Seeing us as the past

I’ve been wondering a bit lately just how our age is going to be depicted by historical novelists a hundred years into the future. I know a number of historical novelists working today who go to great pains to learn all that they can about their subject eras so that the story they tell is accurate to a high degree of confidence. (Even so, I can pick up plenty of contemporary fiction — stories set in our current age — and wonder just what universe their authors are trying to depict and where they dredged up the psychologies they’ve given their characters.)

If history is more or less bunk, as Henry Ford once said, just what will those future novelists make of our world? (Ford’s intention was to urge people to live in the present, to make history in the present, but another common statement is that history books are written by the winners. It’s devilishly difficult to get an unvarnished view of the past. My point is that history books are unreliable sources, at least in part.)

Will these novelists understand the tumults of globalization and multiculturalism that we are sweating through? Or will their stories pay undue focus on pop music and fashion? I suppose either approach is valid in its way, but one seems more like an adult theme while the other seems like a teen theme.

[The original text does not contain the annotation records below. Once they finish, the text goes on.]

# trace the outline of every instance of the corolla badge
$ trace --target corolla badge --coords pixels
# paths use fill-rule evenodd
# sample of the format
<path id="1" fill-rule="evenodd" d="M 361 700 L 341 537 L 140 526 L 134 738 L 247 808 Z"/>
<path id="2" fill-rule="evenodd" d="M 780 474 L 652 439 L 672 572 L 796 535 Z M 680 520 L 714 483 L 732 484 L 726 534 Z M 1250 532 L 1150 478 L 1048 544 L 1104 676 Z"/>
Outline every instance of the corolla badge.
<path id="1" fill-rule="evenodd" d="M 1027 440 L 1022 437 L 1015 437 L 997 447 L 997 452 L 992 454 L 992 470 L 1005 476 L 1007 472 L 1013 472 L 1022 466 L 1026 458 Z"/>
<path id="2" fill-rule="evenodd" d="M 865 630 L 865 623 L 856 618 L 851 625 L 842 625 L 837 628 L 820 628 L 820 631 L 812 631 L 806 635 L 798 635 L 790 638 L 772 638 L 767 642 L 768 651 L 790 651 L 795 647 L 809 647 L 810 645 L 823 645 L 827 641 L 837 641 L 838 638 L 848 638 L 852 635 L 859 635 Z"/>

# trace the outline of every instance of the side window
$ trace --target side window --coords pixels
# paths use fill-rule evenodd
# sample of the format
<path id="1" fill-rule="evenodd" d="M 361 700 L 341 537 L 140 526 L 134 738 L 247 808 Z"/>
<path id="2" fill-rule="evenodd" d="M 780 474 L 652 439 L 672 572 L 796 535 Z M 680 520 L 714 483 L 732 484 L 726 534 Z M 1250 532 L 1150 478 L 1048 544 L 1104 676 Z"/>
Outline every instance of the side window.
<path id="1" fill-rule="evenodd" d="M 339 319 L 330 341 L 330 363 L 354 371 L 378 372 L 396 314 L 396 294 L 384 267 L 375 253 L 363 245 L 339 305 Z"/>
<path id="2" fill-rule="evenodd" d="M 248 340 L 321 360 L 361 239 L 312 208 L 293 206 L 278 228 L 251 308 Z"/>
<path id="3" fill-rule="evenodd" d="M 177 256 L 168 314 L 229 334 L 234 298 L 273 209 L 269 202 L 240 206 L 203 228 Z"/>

I wonder how well we can hope to know a past age, given how complex our current age is. There is a common sentiment that the past was a simpler age. I think that’s bunk, too. Most people who call up this idea are, in my experience anyway, referring to the generation just prior to their own. They lived in part of it as children, and they remember it being simpler. What they forget is that they were children. They saw little and understood even less of what was happening in that age. They were protected from the rude realities of life by their parents. I think the past was just as complex as our own age, and about the only difference I can see is that in our age, with instantaneous global communication, we can simply be better informed than our predecessors.

So what will the historical novelist several generations hence do with our age? I don’t think I’ll get the chance to find out.